Bruno Perramant. Je n’en sais rien. Je vis la peinture comme une traversée. Plus ça va et plus cela s’enrichit. Plus les choses avancent, plus le sentiment de contrôle s’amenuise. C’est le travail de l’atelier et la vie qui fournissent la matière et il y a tellement de choses que forcément cela m’échappe. Je les laisse venir, c’est un vrai bonheur.

Marie-Jeanne Caprasse. Vous sentez-vous proche de peintres actuels?
Bruno Perramant. J’aime des peintres par périodes. Ce n’est pas qu’on s’en lasse mais on passe à autre chose. C’est la caractéristique de la contemporanéité. J’aimerai toute ma vie Fra Angelico, Rembrandt, Cézanne, Goya, Poussin et tous les autres.
Mais pour ce qui concerne les peintres contemporains, rien n’est joué. J’ai été proche de Tuymans, c’était un ami, on a fait plusieurs expositions ensemble. Pendant une période, on s’est intéressés de près chacun au travail de l’autre.
Avant que Kippenberger soit une star mondiale, j’allais voir ses tableaux en Allemagne, en 1982, comme ceux de René Daniels. Cela fait longtemps, je ne les regarde plus beaucoup aujourd’hui.
Et il y en a d’autres, Polke a été très important. Dernièrement à Lausanne, j’ai été ravi de revoir les tableaux de Twombly que j’avais vus en 1984 à Berlin, la grande série sur Goethe en Italie. C’était une de mes plus grandes émotions d’étudiant. Je les ai revus 25 ans après et le bonheur était toujours aussi grand.

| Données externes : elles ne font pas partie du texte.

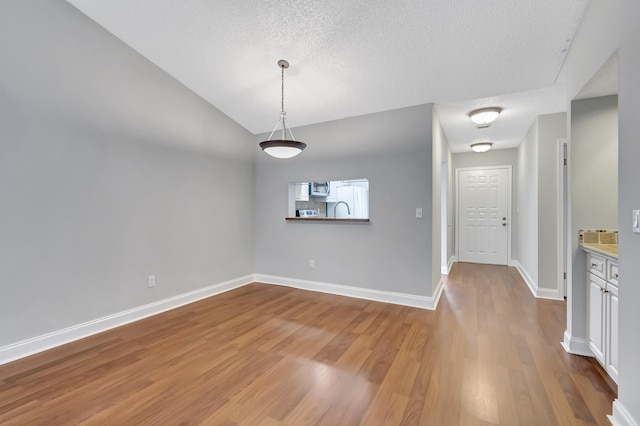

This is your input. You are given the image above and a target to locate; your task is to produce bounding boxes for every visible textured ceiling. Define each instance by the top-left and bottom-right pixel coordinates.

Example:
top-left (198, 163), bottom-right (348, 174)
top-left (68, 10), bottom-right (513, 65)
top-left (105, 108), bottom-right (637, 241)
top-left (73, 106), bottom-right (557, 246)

top-left (68, 0), bottom-right (588, 151)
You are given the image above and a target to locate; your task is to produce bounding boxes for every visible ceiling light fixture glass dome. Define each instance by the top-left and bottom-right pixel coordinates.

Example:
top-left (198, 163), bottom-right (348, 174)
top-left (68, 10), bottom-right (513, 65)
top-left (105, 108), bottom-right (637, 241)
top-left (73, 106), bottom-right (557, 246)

top-left (469, 107), bottom-right (502, 125)
top-left (471, 142), bottom-right (493, 152)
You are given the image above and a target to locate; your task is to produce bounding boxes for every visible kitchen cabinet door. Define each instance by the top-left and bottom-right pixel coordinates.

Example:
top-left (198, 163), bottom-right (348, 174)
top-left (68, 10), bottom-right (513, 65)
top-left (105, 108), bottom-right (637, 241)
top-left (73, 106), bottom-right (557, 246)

top-left (607, 284), bottom-right (618, 383)
top-left (296, 182), bottom-right (309, 201)
top-left (587, 273), bottom-right (606, 365)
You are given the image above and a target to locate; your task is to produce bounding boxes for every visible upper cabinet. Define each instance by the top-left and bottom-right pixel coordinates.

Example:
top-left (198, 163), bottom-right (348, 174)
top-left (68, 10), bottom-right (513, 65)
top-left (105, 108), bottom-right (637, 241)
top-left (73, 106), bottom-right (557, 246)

top-left (295, 182), bottom-right (309, 201)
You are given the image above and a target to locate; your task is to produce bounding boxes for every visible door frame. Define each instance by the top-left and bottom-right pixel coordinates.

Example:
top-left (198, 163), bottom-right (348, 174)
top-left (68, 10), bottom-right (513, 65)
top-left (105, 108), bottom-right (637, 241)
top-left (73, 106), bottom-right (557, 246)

top-left (455, 165), bottom-right (513, 265)
top-left (556, 138), bottom-right (571, 299)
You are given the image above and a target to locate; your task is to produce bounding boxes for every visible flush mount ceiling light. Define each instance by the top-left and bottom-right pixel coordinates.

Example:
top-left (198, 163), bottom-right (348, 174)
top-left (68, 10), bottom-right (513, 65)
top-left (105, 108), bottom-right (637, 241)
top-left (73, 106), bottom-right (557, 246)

top-left (469, 107), bottom-right (502, 126)
top-left (260, 59), bottom-right (307, 158)
top-left (471, 142), bottom-right (493, 152)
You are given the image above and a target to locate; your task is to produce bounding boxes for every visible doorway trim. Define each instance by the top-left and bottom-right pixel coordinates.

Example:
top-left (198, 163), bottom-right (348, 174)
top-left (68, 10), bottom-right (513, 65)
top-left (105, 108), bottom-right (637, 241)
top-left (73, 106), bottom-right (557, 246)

top-left (455, 165), bottom-right (513, 265)
top-left (556, 138), bottom-right (571, 300)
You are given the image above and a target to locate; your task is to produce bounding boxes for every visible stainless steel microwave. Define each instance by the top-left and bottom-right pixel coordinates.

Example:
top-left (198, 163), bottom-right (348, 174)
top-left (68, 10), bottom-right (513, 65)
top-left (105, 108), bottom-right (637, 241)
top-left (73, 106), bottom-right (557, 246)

top-left (309, 182), bottom-right (331, 197)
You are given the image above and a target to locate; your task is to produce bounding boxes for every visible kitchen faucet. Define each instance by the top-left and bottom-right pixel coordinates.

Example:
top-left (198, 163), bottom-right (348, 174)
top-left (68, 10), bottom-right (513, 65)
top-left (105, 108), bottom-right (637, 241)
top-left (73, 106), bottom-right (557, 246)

top-left (333, 201), bottom-right (351, 217)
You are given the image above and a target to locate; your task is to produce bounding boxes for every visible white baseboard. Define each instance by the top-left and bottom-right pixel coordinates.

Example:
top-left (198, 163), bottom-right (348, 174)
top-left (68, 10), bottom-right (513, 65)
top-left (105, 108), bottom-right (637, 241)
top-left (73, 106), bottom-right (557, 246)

top-left (509, 259), bottom-right (564, 300)
top-left (560, 330), bottom-right (593, 357)
top-left (0, 275), bottom-right (254, 365)
top-left (509, 259), bottom-right (538, 297)
top-left (607, 399), bottom-right (638, 426)
top-left (440, 256), bottom-right (458, 275)
top-left (447, 256), bottom-right (458, 275)
top-left (255, 274), bottom-right (443, 310)
top-left (536, 287), bottom-right (564, 300)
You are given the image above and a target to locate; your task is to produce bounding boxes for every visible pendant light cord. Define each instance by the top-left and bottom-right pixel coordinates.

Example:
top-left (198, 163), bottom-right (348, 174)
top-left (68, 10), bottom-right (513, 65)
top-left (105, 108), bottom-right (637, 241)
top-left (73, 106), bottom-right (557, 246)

top-left (280, 66), bottom-right (284, 114)
top-left (267, 63), bottom-right (296, 141)
top-left (280, 65), bottom-right (287, 140)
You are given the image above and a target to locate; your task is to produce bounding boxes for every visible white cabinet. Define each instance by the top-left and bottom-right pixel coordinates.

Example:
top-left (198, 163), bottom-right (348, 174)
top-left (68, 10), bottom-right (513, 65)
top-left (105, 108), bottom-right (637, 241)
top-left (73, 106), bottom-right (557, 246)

top-left (587, 253), bottom-right (618, 383)
top-left (327, 180), bottom-right (342, 203)
top-left (296, 182), bottom-right (309, 201)
top-left (606, 284), bottom-right (618, 383)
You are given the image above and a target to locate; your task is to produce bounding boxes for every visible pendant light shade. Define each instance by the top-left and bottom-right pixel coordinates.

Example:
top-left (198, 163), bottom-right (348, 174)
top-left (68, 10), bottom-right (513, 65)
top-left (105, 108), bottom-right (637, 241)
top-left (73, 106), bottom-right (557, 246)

top-left (260, 59), bottom-right (307, 158)
top-left (260, 139), bottom-right (307, 158)
top-left (471, 142), bottom-right (493, 152)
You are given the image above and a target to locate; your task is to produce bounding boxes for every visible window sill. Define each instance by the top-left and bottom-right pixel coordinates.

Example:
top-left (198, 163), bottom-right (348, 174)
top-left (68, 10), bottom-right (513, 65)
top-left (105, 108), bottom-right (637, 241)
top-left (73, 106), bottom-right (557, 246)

top-left (284, 217), bottom-right (369, 223)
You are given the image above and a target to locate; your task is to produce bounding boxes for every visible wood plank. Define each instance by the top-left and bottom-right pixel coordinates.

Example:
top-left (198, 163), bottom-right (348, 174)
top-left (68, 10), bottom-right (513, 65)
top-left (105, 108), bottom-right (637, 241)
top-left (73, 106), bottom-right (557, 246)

top-left (0, 263), bottom-right (617, 426)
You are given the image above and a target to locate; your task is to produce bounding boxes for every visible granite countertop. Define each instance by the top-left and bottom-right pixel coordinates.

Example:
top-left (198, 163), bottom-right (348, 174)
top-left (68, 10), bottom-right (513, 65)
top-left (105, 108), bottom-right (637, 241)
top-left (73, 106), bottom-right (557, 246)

top-left (580, 243), bottom-right (618, 260)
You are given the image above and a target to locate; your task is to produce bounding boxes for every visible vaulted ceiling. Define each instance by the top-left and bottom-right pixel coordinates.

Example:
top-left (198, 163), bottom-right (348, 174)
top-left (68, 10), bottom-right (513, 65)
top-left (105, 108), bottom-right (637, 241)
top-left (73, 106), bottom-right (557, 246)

top-left (68, 0), bottom-right (588, 152)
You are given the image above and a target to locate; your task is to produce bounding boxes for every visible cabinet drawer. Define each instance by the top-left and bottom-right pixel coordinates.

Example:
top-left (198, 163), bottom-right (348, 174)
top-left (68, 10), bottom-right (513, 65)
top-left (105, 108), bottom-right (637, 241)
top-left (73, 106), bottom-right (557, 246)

top-left (607, 259), bottom-right (618, 286)
top-left (587, 253), bottom-right (606, 279)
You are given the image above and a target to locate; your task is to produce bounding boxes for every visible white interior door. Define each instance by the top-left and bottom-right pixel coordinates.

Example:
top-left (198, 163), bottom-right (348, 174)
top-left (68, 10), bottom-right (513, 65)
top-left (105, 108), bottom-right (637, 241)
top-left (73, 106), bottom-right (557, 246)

top-left (458, 168), bottom-right (511, 265)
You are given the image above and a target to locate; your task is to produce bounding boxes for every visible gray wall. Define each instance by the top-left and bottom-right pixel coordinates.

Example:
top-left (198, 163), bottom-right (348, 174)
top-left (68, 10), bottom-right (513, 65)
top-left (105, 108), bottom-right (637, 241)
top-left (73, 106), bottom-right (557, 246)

top-left (618, 0), bottom-right (640, 416)
top-left (0, 0), bottom-right (255, 346)
top-left (537, 113), bottom-right (567, 289)
top-left (254, 105), bottom-right (439, 296)
top-left (568, 96), bottom-right (618, 338)
top-left (515, 119), bottom-right (538, 283)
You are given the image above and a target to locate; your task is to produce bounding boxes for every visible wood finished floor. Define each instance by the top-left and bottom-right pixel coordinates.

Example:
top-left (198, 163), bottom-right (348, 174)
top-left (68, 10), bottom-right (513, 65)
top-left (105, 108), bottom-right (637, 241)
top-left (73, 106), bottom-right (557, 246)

top-left (0, 263), bottom-right (616, 425)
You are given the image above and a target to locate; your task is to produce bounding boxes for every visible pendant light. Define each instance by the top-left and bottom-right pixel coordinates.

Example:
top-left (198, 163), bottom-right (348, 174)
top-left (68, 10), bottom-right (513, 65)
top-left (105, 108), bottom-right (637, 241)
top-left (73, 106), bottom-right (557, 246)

top-left (260, 59), bottom-right (307, 158)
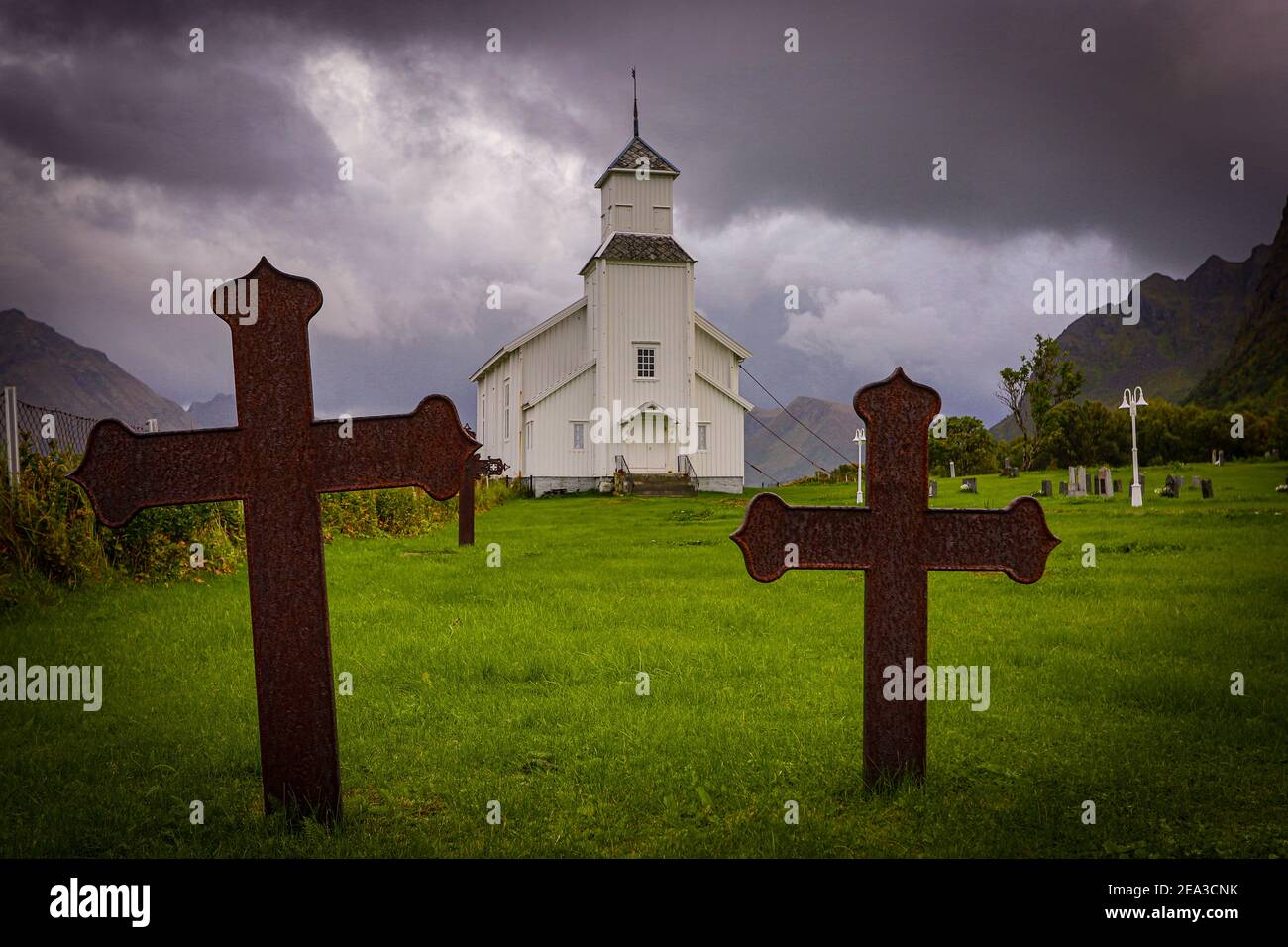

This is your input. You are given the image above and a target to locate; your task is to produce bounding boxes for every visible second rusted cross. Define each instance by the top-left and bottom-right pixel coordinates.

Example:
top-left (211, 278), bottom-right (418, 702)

top-left (731, 368), bottom-right (1060, 786)
top-left (71, 259), bottom-right (478, 821)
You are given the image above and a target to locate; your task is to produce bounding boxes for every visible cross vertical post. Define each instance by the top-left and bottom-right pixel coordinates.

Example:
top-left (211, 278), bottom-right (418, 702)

top-left (456, 453), bottom-right (510, 546)
top-left (730, 368), bottom-right (1060, 786)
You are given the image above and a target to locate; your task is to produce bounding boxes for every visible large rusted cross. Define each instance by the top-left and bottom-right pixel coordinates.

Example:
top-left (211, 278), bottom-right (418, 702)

top-left (71, 259), bottom-right (478, 821)
top-left (731, 368), bottom-right (1060, 786)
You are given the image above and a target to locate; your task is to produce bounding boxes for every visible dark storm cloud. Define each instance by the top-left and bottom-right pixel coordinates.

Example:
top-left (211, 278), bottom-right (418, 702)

top-left (0, 0), bottom-right (1288, 268)
top-left (0, 0), bottom-right (1288, 414)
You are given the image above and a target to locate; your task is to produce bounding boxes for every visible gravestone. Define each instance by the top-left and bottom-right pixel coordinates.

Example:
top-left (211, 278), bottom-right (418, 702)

top-left (71, 258), bottom-right (478, 821)
top-left (731, 368), bottom-right (1060, 786)
top-left (456, 453), bottom-right (510, 546)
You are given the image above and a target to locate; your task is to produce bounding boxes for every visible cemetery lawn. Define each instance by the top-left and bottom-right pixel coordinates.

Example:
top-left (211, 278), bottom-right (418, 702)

top-left (0, 463), bottom-right (1288, 858)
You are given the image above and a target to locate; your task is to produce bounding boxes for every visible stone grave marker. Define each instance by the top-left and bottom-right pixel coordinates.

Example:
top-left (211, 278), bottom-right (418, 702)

top-left (71, 258), bottom-right (478, 821)
top-left (731, 368), bottom-right (1060, 786)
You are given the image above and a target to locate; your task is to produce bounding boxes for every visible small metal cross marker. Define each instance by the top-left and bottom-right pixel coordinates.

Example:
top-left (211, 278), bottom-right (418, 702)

top-left (730, 368), bottom-right (1060, 786)
top-left (456, 443), bottom-right (510, 546)
top-left (71, 259), bottom-right (478, 821)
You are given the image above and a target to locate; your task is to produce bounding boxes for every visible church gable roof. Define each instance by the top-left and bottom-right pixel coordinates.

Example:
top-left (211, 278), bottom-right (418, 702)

top-left (581, 232), bottom-right (695, 273)
top-left (595, 136), bottom-right (680, 187)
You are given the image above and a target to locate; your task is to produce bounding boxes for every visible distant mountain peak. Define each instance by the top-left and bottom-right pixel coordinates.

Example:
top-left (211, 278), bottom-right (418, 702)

top-left (0, 309), bottom-right (192, 430)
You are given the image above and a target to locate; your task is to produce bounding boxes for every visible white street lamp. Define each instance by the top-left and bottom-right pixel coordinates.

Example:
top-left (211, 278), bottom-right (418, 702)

top-left (854, 428), bottom-right (868, 506)
top-left (1118, 385), bottom-right (1149, 506)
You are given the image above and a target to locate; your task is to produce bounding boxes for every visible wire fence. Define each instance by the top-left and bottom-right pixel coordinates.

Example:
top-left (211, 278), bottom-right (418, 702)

top-left (3, 388), bottom-right (150, 476)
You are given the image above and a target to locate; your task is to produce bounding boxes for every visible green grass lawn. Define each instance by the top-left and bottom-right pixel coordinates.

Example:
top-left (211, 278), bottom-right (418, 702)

top-left (0, 463), bottom-right (1288, 857)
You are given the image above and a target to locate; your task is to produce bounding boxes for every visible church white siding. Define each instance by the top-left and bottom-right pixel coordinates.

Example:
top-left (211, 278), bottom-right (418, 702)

top-left (472, 126), bottom-right (751, 492)
top-left (524, 368), bottom-right (599, 476)
top-left (692, 370), bottom-right (744, 480)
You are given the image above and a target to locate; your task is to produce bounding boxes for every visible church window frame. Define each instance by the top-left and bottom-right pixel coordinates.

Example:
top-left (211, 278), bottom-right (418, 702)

top-left (631, 342), bottom-right (662, 381)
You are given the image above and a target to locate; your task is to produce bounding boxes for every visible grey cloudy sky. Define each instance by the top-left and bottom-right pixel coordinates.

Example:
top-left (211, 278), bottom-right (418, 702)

top-left (0, 0), bottom-right (1288, 421)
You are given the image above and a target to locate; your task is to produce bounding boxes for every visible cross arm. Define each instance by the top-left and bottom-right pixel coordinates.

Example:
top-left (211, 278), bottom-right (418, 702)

top-left (729, 493), bottom-right (876, 582)
top-left (309, 394), bottom-right (481, 500)
top-left (68, 420), bottom-right (248, 526)
top-left (922, 496), bottom-right (1060, 585)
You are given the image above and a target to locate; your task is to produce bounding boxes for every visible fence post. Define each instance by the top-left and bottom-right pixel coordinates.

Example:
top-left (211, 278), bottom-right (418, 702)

top-left (4, 385), bottom-right (18, 492)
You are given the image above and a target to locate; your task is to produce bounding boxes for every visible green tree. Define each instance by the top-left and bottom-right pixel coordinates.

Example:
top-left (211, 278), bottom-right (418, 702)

top-left (930, 415), bottom-right (997, 476)
top-left (997, 333), bottom-right (1082, 471)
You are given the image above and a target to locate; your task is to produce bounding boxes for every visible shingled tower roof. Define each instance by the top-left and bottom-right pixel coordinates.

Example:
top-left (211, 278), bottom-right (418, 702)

top-left (595, 136), bottom-right (680, 187)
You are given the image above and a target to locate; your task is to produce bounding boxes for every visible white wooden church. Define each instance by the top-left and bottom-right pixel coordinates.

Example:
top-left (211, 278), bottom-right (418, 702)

top-left (471, 99), bottom-right (752, 496)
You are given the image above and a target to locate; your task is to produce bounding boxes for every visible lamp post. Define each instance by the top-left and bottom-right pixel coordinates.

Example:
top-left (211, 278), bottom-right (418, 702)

top-left (854, 428), bottom-right (868, 506)
top-left (1118, 385), bottom-right (1149, 506)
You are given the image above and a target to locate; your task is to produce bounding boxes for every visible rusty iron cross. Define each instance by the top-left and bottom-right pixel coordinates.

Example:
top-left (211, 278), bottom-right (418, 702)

top-left (456, 451), bottom-right (510, 546)
top-left (71, 258), bottom-right (478, 821)
top-left (730, 368), bottom-right (1060, 786)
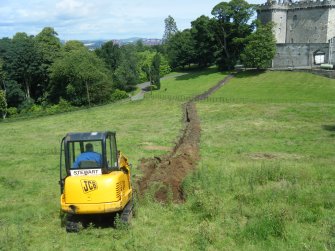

Marie-Jeanne Caprasse. Selon vous, quels sont les enjeux de la peinture actuelle?
Bruno Perramant. La peinture, c’est une contre-image. On vit dans un monde de dingues et une société envahie par les images. La peinture, aujourd’hui, c’est un exorcisme contre ça. C’est salvateur de la faire et, j’espère, pour ceux qui peuvent la recevoir.

Marie-Jeanne Caprasse. Sur quoi travaillez-vous actuellement?
Bruno Perramant. J’ai travaillé tout l’été sur le quatrième volet de l’Histoire de l’abstraction qui va être montré à Bruxelles. Il s’appelle 8 squares, 8 objects. Le 8, c’est l’infini, je présente 8 tableaux mais il pourrait y en avoir plus. Ce n’est pas une série close. L’idée était de choisir 8 «figures» et de les pousser au maximum de leur abstraction. Pourtant les tableaux sont très figuratifs, encore une fois il ne s’agit pas d’abstraction purement formelle. Pour cela, j’ai peint différemment et j’ai poussé les tableaux vers une direction plus consciente que d’habitude, vers cet objectif précis d’abstraction, qui est je le crois une puissance. Il n’y a pas de polyptique, pas de diptyque, il y a 8 grands tableaux seuls. Je voulais savoir plus précisément, pour moi-même, ce qui se passe quand cela dérape, quand les commandes semblent prises par d’autres que moi-même. Je n’ai pas su grand chose mais bon, les tableaux sont là et tout est à refaire.